Lentil and Roasted Cauliflower Tacos with Cilantro Lime Sauce

Enjoy a delicious and healthy twist on taco night with Lentil and Roasted Cauliflower Tacos topped with a vibrant Cilantro Lime Sauce. This plant-based recipe is perfect for vegetarians and anyone looking to add more vegetables to their diet.

Ingredients

  • 1 cup dried lentils or 2 cups cooked lentils
  • 1 head cauliflower, chopped into florets
  • 2 tablespoons olive oil
  • 1 teaspoon cumin
  • 1 teaspoon smoked paprika
  • Salt and pepper to taste
  • 8 small corn or flour tortillas
  • Fresh cilantro, chopped
  • Juice of 2 limes
  • 1/2 cup Greek yogurt or plant-based alternative
  • 1 clove garlic, minced
  • 1/4 cup chopped cilantro
  • 1 tablespoon olive oil

Preparation

Start by cooking the lentils according to package instructions until tender. Drain and set aside. Meanwhile, preheat your oven to 400°F (200°C).

In a large bowl, toss the cauliflower florets with 2 tablespoons of olive oil, cumin, smoked paprika, salt, and pepper.

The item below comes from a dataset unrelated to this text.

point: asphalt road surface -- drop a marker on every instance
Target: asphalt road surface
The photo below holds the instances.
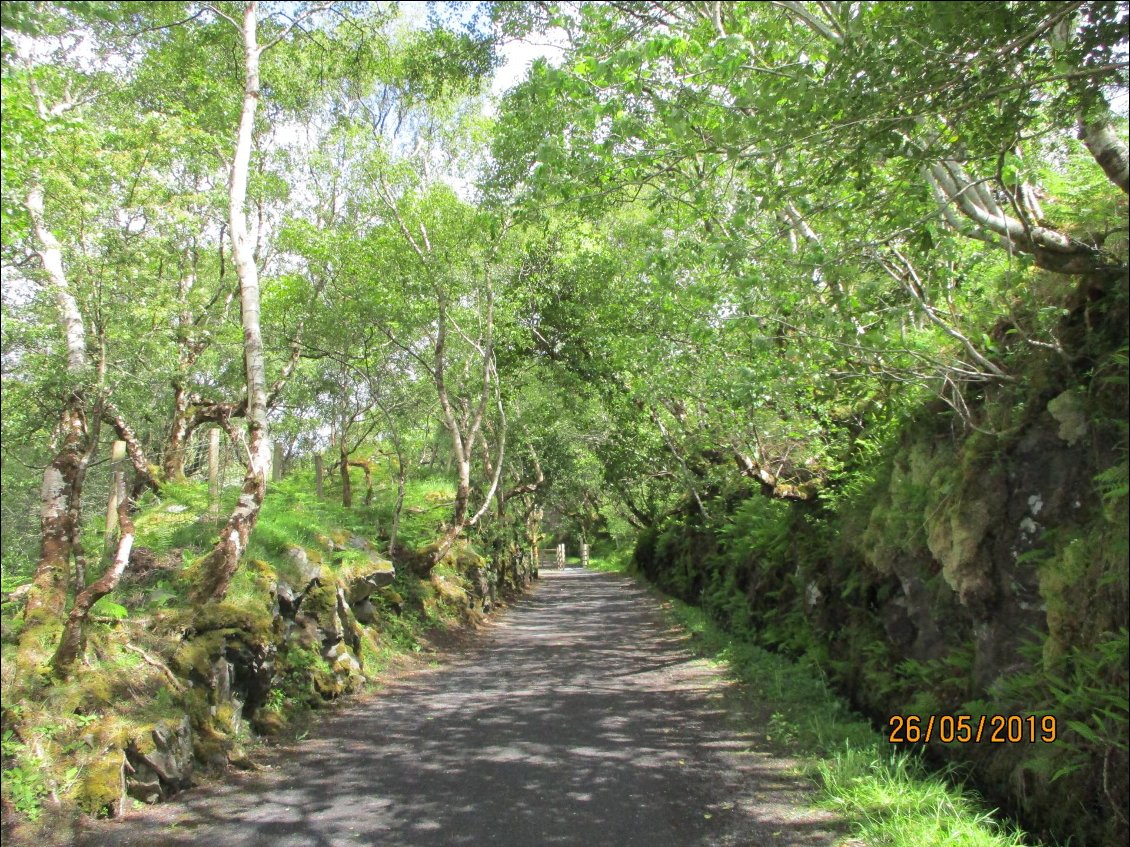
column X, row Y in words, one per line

Spread the cauliflower on a baking sheet lined with parchment paper and roast for 25-30 minutes until golden and crispy.

While the cauliflower is roasting, prepare the cilantro lime sauce. In a blender, combine Greek yogurt, lime juice, minced garlic, chopped cilantro, and 1 tablespoon of olive oil. Blend until smooth. Adjust seasoning as needed.

Assembling the Tacos

Warm the tortillas in a dry skillet or microwave. Spread a generous spoonful of lentils on each tortilla, followed by roasted cauliflower. Drizzle with cilantro lime sauce and garnish with additional cilantro if desired.

Serve immediately with extra lime wedges on the side. These tacos are perfect for a quick weeknight dinner or a casual gathering with friends.